“Hip-hop is just a fad.” In the 1990s, S. Craig Watkins (Ph.D. 1994) heard those words a lot. As a doctoral student in sociology, Watkins wanted to pursue work that would help him better understand the growing influence of media in the lives of young people, especially those in the social and economic margins of society. Of course, there was the widespread perception that hip-hop was indeed just a phase and that any research around it would have little or limited impact. Watkins, however, knew better. He could see the way hip-hop culture was influencing everything from fashion to sports to film to advertising, saturating youth culture and interweaving itself in the very fabric of society. This phenomenon married Watkins’s desire to study race from a sociological perspective with his interest in media and communication.
Watkins was part of the first wave of academics who thought critically about hip-hop and the culture that has emerged around it from a social-science perspective. “Hip-hop was having significant influence, and we knew it would continue,” he explains. “I wanted to know how young people were navigating the world through their relationship with hip-hop, media, and technology.” The research led to his first book, Hip Hop Matters. In it, Watkins discusses the ways in which hip-hop culture, from the entrepreneurial elite to a thriving underground community, permeates the broader cultural economy and reflects notable changes in technology, media, and society.
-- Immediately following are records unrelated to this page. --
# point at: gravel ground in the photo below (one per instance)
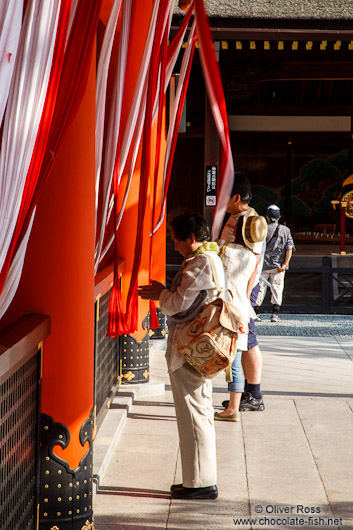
(306, 325)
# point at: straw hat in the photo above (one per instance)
(254, 229)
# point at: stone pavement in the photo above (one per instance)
(290, 466)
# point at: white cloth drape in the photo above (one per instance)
(174, 110)
(102, 80)
(131, 139)
(22, 119)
As he considered the relationship between youth of color, media, and technology, Watkins shifted his focus to the relationships young people build with and through advances in the technological space, specifically digital and social media. He recently completed a seven-year project with a research collaborative funded by the MacArthur Foundation, and his findings can be found in Watkins’s most recent books—The Digital Edge and his follow-up, Don’t Knock the Hustle.
The Digital Edge
The concept of digital divide as a generational or socioeconomic idea has been long used as a lens through which to view the nuances of digital behavior; however, in Watkins’s The Digital Edge, he examines digital-media participation from the lens of race, specifically that of black and Latinx teens. During the two-year study, Watkins observed high-school students and sought to understand their use of technology both in and outside of the classroom. While the classroom required a more restricted use of technology with little opportunity to exercise agency or creativity, he notes that teens were far more likely to find a creative outlet in technology outside a structured learning environment.
Outside of class, students were observed as more creative, more collaborative with one another, and ultimately more hands-on with projects related to what they actually might want to do in the future. “One student found a tutorial online and worked with a couple of his peers to build his own gaming computer. Outside the classroom, these kids were more connected to the reasons people invest in technology in the first place—creative freedom and the ability to form an identity around your interests and aspirations.”
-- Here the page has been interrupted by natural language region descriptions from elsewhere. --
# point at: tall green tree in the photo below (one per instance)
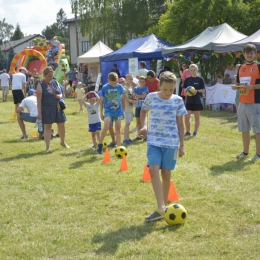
(5, 31)
(10, 57)
(58, 29)
(18, 34)
(60, 18)
(116, 21)
(1, 60)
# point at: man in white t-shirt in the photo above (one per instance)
(5, 83)
(142, 71)
(19, 86)
(30, 103)
(231, 71)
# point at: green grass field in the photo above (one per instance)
(68, 205)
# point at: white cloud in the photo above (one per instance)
(33, 15)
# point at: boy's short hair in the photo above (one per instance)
(167, 76)
(112, 76)
(250, 47)
(143, 64)
(151, 73)
(194, 66)
(129, 75)
(142, 78)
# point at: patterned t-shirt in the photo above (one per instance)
(140, 91)
(93, 114)
(163, 128)
(112, 100)
(129, 95)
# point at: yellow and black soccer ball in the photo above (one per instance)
(175, 214)
(120, 151)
The work described in The Digital Edge also addresses issues surrounding the lack of diversity in STEM fields, the rise of tech-rich/curriculum-poor classrooms in low-income schools, and implementing an ethos of “future readiness,” rather than “work readiness.”
At the completion of the research described in The Digital Edge, Watkins remembers feeling unsatisfied with what schools were doing to prepare students for life in an evolving and unpredictable economy. What do young people do in a world where the very nature of work is different than it used to be? How do they learn to create their own opportunities in a changing world?
Don’t Knock the Hustle
In Don’t Knock the Hustle, Watkins explores the economic impact of a digital society more deeply by understanding how young creatives use tech innovation to disrupt entertainment, education, and civic life.
“Outside the classroom, these kids were more connected to the reasons people invest in technology in the first place—creative freedom and the ability to form an identity around your interests and aspirations.”
During one of his many interviews with individuals in their 20s, Watkins met a group of independent game developers, most of whom had already worked in the industry. They formed their own collective and met once a month to talk about shared interests and projects they were working on. The group members thrived in an alternative game industry, one in which they developed their own mobile and computer games. To succeed, they had to leverage their connections with technology and one another to form their own game-making economy. This was a perfect illustration of how young creatives use “side hustles” to create social networks and access to knowledge and information that support the pursuit of their aspirations.
Watkins’s work is helping researchers better understand how young people use social media and technology as innovation labs to invent and work in the periphery of tech giants like Google. “I like to think this research is a peek into the future and what school looks like at the intersection of learning, work, and creativity.”
As the founding director of the Institute for Media Innovation, Watkins intends to develop research around the growing presence of artificial intelligence in the lives of children and young people.
Remembering Rackham
The incoming Ernest S. Sharpe Centennial Professor at the University of Texas at Austin, Watkins looks back at his time at Michigan as being full of opportunities to learn outside his own field, and he encourages current graduate students to do the same. “The world is interdisciplinary; take the chance to step out of your lane and soak up the opportunity to do so at Michigan.
“The person who walked onto that campus as a first-year Ph.D. student was very different from the person who graduated,” Watkins recalls, “thanks to the opportunities, the faculty, the speakers who came to campus, my fellow graduate students—it was an incredibly powerful experience.”